En la cueva, ahora olvidada, resuena todavía el eco hecho jirones de las voces bullangueras de los niños en sus juegos sin juguetes, de esas otras que acarician con ternura y desespero el oído de la amada, de susurros que revelan el secreto más antiguo o el misterio más odioso.
Tapizan las paredes desconchadas, huérfanas de cal y de suspiros, las risas contagiosas que se escapan por los poros de una efímera alegría.
Entre los granos minúsculos y apretados de la arena que amalgama la existencia de la cueva, permanecen incrustados, agarrados al pasado, los llantos apretados, insistentes y esforzados de los nuevos pasajeros de la vida que reclaman y descubren. Y el sollozo quedo, escondido y esponjoso, profundo y apagado, recogido en el blanco del pañuelo, del viajero que divisa la estación donde se apea.

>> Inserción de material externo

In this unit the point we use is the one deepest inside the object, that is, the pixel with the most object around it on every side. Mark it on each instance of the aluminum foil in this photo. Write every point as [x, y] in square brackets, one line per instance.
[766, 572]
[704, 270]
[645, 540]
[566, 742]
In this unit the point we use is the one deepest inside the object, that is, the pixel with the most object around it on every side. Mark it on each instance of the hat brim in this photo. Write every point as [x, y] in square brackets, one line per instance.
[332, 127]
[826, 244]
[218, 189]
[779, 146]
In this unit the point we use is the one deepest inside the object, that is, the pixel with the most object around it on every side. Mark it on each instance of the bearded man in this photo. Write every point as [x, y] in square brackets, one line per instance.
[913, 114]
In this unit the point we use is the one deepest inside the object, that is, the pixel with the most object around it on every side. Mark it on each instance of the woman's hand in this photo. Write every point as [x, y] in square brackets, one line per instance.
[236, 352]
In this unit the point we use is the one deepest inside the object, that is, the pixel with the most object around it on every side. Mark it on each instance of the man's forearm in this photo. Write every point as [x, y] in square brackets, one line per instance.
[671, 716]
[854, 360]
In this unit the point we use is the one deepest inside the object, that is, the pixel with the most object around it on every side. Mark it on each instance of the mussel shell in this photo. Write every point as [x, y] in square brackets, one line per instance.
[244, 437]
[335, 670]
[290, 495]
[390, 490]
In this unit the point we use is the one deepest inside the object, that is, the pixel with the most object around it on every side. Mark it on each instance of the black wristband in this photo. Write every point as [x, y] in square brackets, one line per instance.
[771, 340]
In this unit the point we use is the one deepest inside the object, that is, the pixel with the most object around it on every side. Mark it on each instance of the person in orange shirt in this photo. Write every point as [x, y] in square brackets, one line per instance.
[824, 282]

Sobre el techo que cobija los restos carcomidos y olvidados del lecho conyugal, enredados en los restos pegajosos de la tela ennegrecida que la araña entretejió, se balancean abrazados todavía, los gemidos ahogados del placer de juventud, liberados a escondidas tras la manta que usurpaba sin complejos una puerta que no fue. Quedan junto a ellos esos otros más distantes, más oscuros, impostados, que son fruto de rutinas transitadas, de fuegos que ya no arden y del deber contraído en la farsa del altar.

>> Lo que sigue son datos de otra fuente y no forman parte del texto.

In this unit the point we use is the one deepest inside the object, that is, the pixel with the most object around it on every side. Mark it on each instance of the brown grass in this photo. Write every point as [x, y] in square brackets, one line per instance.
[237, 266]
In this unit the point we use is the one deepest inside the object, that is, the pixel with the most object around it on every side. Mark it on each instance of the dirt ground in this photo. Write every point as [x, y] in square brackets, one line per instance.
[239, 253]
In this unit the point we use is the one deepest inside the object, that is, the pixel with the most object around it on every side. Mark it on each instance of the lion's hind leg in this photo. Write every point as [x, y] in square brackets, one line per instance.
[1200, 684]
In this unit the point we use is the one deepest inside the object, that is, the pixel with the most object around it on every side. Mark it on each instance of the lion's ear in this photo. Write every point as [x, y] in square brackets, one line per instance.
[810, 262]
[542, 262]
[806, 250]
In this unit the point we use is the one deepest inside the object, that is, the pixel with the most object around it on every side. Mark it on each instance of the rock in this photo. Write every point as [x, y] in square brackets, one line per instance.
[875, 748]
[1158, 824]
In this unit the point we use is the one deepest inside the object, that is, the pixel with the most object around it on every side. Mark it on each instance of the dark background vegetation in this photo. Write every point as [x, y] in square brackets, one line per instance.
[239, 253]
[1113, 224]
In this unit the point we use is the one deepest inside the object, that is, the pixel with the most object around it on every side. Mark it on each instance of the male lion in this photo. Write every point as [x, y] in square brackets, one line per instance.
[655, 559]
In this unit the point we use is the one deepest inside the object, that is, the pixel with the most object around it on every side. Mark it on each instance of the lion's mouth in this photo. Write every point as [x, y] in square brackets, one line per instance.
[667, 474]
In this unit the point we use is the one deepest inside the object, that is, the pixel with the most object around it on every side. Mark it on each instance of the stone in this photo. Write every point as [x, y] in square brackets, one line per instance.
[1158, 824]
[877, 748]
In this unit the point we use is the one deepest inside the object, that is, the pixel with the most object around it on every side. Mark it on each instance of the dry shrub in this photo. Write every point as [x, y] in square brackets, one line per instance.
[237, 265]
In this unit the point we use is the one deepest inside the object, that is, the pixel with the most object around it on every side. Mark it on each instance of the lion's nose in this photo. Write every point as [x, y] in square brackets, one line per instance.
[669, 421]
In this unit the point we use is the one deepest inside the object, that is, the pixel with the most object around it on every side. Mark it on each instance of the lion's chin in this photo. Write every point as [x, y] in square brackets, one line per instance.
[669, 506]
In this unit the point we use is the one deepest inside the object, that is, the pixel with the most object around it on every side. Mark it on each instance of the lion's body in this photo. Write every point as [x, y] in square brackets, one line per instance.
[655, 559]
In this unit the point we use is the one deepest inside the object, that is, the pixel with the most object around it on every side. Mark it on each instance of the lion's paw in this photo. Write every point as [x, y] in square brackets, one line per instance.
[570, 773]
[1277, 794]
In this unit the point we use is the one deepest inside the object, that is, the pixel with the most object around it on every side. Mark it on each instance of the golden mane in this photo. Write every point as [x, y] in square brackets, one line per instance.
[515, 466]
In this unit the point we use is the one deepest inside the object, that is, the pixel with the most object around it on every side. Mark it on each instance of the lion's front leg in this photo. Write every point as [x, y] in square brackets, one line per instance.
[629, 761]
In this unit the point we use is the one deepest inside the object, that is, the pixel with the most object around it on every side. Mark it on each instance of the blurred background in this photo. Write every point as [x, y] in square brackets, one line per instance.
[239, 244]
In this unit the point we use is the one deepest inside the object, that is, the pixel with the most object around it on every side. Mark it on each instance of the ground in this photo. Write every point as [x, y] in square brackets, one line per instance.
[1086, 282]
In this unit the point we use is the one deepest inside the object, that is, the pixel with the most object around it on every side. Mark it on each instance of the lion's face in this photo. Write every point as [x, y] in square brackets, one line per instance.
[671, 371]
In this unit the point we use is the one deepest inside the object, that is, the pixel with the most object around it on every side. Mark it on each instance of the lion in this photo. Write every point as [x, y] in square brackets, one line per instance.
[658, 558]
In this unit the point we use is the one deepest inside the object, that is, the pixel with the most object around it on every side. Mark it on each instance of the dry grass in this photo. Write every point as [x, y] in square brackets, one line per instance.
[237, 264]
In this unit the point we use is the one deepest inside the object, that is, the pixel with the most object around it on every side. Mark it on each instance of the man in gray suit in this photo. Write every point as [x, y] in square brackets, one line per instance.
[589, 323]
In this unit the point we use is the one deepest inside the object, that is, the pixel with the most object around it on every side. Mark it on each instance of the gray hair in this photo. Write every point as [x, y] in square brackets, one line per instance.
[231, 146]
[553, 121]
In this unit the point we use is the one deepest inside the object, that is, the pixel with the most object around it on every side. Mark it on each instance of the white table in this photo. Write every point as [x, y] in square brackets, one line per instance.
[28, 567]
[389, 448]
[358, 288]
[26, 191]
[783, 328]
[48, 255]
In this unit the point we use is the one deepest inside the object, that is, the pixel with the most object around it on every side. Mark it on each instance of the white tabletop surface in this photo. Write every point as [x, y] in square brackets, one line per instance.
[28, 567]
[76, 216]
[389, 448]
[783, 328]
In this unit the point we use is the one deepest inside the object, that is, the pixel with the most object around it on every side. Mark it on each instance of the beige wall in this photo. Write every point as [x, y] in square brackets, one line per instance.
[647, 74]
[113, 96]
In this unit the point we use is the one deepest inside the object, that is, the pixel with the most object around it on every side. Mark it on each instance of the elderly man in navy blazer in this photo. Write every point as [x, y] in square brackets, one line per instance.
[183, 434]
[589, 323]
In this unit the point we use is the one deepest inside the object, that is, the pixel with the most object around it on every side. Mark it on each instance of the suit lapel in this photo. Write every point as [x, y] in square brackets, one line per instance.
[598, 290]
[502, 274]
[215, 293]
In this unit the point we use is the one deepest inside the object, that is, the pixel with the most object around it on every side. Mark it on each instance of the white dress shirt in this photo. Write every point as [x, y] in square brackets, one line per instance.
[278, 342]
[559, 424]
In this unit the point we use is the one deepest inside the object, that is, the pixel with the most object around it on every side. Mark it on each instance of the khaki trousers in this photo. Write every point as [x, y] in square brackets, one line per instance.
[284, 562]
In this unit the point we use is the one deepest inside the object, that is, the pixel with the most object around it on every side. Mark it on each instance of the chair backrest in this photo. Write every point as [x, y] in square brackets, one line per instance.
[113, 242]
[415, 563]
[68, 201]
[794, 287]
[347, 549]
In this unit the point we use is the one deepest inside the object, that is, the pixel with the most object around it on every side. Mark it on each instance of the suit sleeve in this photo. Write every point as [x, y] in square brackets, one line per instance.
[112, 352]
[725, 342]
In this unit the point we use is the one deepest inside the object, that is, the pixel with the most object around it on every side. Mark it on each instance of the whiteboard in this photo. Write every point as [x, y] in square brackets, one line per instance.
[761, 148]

Quedan muebles desmembrados, recuerdos retorcidos colgados de la pared, y ese olor de tantos años, húmedo y envejecido, a olvido, polvo y cerrado.
Atranco la puerta liberada de los goznes, intuida en el hueco solitario de la cueva, y encierro en su interior los rastros indelebles de vidas que ya no son, de vidas que quizá fueron.